Love School third grader Vanessa Santiago builds a track for her coding robot to follow during a STEM Club task.

“We did it!” rang across Jacqueline Peterson’s classroom at Love Elementary School.

Excitement was abuzz in this particular STEM Club meeting as Love third and fourth graders became acquainted with a few of their newest friends — Ozobot and Dash.

The opportunity to work with these coding robots and other materials that support Science, Technology, Engineering, and Math (STEM) learning was made possible from a donation by the Cummins Jamestown Engine Plant.

“We’re so grateful to Cummins for their donation and letting us get this far,” said Peterson, a first grade teacher who advises the STEM Club at Love. “It’s really great to have those supplies that we otherwise wouldn’t have been able to get on our own.”

Peterson has been eager to expose students to STEM at Love and attended last year’s Elementary STEM Wars at Northwest Arena to learn how to prepare her students for the event later this school year.

Love fourth graders Aleah Fellows and Gracie Parsons work with coding robots made possible through a donation to the school’s STEM Club by the Cummins Jamestown Engine Plant.

“Some of the things that we saw were marble races, catapults, programming robots, and other projects,” Peterson said. “There also was a makerspace for skills like sewing and building, so I took all that back and started the STEM Club at Love School so that we could be ready by May 2024.”

Cummins’ donation has been life-changing for the students at Love School.

“Before that, we might’ve gotten four robots and that was it, and now we have three different types of robots,” Peterson said. “They also donated paper, construction materials, and materials to build houses out of cardboard.
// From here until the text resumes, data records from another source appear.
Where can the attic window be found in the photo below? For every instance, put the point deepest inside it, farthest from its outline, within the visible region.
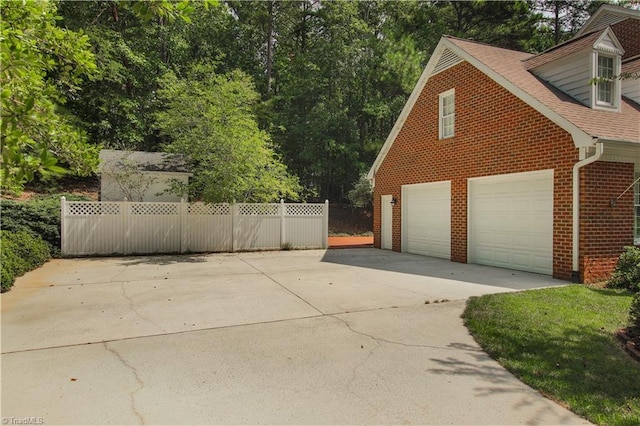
(636, 208)
(447, 114)
(605, 85)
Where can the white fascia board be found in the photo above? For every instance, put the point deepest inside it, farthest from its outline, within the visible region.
(580, 137)
(612, 36)
(413, 98)
(621, 12)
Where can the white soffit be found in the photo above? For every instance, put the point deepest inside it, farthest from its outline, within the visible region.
(447, 60)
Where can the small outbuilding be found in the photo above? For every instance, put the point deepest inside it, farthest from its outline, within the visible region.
(142, 176)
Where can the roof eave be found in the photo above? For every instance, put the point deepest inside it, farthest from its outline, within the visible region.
(415, 94)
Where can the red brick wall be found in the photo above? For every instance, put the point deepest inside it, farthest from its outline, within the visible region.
(605, 229)
(495, 133)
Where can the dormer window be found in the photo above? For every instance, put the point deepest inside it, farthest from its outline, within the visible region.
(605, 70)
(605, 84)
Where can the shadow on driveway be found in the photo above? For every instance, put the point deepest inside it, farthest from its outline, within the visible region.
(405, 263)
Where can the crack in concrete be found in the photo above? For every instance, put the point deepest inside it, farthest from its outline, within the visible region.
(281, 285)
(134, 310)
(137, 377)
(392, 342)
(113, 279)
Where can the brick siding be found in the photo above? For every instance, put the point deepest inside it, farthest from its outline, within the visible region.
(495, 133)
(605, 229)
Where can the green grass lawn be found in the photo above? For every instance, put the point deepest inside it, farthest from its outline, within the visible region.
(561, 342)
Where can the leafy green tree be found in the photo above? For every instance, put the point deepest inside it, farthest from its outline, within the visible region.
(361, 195)
(41, 65)
(209, 120)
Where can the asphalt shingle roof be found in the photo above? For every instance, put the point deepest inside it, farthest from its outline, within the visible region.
(511, 65)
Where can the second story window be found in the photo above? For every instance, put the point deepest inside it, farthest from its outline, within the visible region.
(447, 113)
(605, 85)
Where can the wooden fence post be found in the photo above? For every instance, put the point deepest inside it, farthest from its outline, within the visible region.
(125, 227)
(184, 216)
(234, 223)
(283, 239)
(325, 228)
(63, 238)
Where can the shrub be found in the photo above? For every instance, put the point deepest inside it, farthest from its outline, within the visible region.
(20, 253)
(627, 272)
(634, 317)
(40, 217)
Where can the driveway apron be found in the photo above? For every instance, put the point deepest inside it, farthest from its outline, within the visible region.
(354, 336)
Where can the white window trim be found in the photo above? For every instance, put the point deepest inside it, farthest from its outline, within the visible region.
(615, 95)
(441, 117)
(636, 208)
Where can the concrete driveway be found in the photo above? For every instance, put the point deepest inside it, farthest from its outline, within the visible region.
(299, 337)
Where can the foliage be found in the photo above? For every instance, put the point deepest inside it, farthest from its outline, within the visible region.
(332, 77)
(210, 121)
(627, 271)
(634, 316)
(20, 253)
(41, 65)
(131, 180)
(361, 194)
(39, 217)
(561, 342)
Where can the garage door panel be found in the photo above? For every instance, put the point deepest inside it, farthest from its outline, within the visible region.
(427, 219)
(511, 221)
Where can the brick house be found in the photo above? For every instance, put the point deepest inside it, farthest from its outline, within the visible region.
(497, 152)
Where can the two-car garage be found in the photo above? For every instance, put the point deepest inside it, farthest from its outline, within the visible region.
(509, 220)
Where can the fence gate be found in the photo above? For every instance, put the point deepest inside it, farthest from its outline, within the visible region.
(107, 227)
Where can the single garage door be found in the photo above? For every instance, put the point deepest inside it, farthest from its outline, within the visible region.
(511, 221)
(426, 219)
It’s a lot of stuff that we can have students do. We’re so excited about it.”

The robots that students were able to experiment with during their first exposure to them at the end of February allows them to learn coding in different ways.
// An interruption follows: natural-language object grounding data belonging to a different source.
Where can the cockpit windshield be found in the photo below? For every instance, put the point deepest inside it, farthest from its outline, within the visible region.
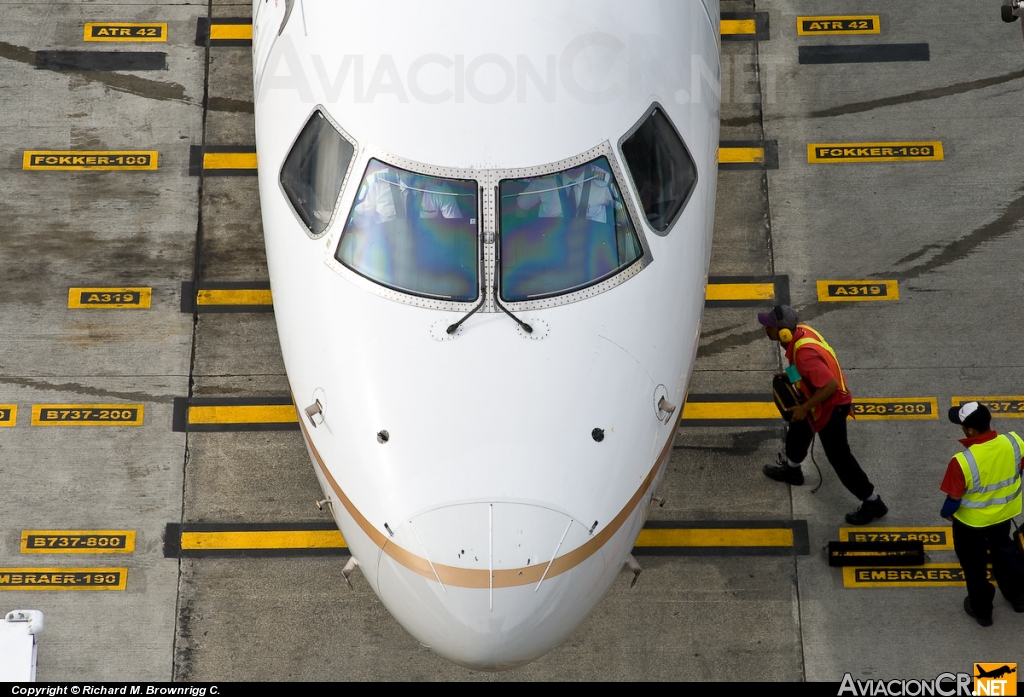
(561, 232)
(415, 233)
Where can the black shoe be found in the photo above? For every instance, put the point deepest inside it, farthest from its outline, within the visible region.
(867, 512)
(783, 473)
(970, 610)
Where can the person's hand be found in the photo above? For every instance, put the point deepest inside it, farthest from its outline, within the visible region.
(799, 412)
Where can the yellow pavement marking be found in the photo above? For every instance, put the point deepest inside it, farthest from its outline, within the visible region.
(263, 539)
(62, 579)
(715, 536)
(55, 161)
(228, 161)
(78, 541)
(875, 151)
(732, 156)
(857, 291)
(126, 31)
(937, 537)
(880, 408)
(926, 575)
(239, 297)
(1007, 406)
(229, 32)
(109, 298)
(302, 539)
(846, 24)
(245, 32)
(732, 27)
(8, 415)
(243, 414)
(752, 409)
(87, 415)
(740, 292)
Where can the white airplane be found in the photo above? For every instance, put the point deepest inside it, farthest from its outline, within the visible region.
(487, 229)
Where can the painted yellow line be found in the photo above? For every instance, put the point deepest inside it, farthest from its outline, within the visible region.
(109, 298)
(926, 575)
(740, 292)
(840, 24)
(229, 32)
(87, 415)
(228, 161)
(733, 27)
(732, 156)
(1007, 406)
(240, 297)
(78, 541)
(58, 161)
(715, 536)
(245, 414)
(896, 408)
(62, 579)
(8, 415)
(126, 31)
(876, 151)
(326, 539)
(265, 539)
(857, 291)
(936, 537)
(730, 410)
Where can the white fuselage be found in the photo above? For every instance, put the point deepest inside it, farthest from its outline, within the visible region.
(492, 521)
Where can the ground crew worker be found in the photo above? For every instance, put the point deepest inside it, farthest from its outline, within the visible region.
(983, 492)
(823, 411)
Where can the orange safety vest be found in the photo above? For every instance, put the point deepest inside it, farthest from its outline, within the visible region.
(806, 338)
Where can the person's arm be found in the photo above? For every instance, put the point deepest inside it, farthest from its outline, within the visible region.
(953, 485)
(949, 508)
(800, 411)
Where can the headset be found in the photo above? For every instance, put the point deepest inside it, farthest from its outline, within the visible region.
(784, 335)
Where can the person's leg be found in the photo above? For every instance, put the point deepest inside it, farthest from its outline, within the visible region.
(1007, 566)
(837, 448)
(969, 545)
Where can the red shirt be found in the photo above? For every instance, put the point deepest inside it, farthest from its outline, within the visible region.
(815, 373)
(953, 483)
“The Ozobots take away technology like iPads and computers and allows students to just do the very basics of coding. They follow a black line with different colors and try to put them together and it builds a code and the robots will either turn in circles or turn around or turn left or right,” Peterson said. “The Dash robots are very iPad based. Kids are working with block coding, so they have to put blocks together and show them how to move. It’s more technology-based.”
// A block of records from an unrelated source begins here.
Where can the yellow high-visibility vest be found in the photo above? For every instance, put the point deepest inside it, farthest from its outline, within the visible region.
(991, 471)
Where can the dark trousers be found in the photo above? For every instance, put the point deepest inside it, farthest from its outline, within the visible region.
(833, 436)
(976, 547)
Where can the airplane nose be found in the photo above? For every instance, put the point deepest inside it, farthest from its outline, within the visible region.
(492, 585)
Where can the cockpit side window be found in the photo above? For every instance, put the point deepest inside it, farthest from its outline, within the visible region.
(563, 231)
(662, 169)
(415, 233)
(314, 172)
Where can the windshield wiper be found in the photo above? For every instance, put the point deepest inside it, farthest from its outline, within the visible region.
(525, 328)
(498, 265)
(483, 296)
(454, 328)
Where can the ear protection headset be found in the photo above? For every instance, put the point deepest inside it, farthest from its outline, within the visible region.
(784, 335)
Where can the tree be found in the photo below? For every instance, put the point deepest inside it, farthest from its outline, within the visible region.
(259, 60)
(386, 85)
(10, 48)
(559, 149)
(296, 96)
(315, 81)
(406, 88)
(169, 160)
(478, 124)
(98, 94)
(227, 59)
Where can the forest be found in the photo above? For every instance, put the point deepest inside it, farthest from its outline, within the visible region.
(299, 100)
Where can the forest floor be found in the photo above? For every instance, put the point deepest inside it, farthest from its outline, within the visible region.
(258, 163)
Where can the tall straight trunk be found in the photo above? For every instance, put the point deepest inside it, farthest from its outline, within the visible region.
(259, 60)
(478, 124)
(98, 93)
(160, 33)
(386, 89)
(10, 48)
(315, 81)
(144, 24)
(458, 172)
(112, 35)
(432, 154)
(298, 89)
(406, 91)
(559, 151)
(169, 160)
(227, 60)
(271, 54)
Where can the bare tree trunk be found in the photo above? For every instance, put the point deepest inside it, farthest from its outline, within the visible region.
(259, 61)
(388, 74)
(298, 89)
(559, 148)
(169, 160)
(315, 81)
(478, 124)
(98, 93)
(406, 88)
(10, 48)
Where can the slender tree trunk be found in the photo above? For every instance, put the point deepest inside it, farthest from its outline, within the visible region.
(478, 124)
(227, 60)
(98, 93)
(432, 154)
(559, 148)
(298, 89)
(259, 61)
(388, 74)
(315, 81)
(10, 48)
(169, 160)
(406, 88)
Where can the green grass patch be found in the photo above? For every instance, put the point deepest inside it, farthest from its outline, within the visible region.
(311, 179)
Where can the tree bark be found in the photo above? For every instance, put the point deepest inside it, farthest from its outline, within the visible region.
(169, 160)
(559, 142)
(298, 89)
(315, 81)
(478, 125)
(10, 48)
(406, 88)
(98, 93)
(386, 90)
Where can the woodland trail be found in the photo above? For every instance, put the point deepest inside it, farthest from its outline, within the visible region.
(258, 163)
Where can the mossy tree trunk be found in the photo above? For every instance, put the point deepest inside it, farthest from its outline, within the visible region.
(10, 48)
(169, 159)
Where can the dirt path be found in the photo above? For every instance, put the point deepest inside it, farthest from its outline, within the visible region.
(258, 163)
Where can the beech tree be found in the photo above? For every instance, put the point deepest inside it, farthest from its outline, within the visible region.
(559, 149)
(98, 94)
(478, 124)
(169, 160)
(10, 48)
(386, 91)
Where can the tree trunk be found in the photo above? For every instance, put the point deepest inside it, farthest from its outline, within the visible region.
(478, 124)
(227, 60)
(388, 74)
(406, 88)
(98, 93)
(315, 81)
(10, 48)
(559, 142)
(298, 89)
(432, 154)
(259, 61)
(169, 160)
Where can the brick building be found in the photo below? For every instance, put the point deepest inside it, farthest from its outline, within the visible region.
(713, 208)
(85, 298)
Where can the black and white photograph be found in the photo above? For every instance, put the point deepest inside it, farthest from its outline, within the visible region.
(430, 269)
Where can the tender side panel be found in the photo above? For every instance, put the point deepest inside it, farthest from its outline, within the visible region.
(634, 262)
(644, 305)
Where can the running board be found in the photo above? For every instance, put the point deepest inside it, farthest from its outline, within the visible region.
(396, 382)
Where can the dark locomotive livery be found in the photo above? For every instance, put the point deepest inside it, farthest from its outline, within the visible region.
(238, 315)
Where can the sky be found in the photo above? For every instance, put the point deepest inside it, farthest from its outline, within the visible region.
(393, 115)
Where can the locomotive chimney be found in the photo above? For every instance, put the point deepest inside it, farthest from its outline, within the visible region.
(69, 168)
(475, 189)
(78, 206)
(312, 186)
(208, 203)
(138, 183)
Most of all, Peterson loves being able to let the students take ownership of STEM.

“My favorite part of this is really trying to back off as a teacher and let the kids take their learning into their own hands,” she said. “I give the students the goal, but I ask them to figure out how they can get there. It’s really cool to start seeing them take ownership of their own work. When we first started, they had a lot of questions, but now they don’t really ask as much. They just play around and try to figure it out themselves.”

STEM also has taught the students the power of teamwork.

“I really want the community to know that their kids are working on those skills like social interaction, but also working on problem solving,” Peterson said. “That’s a big thing our students need to work on and work in teams, not just by themselves.”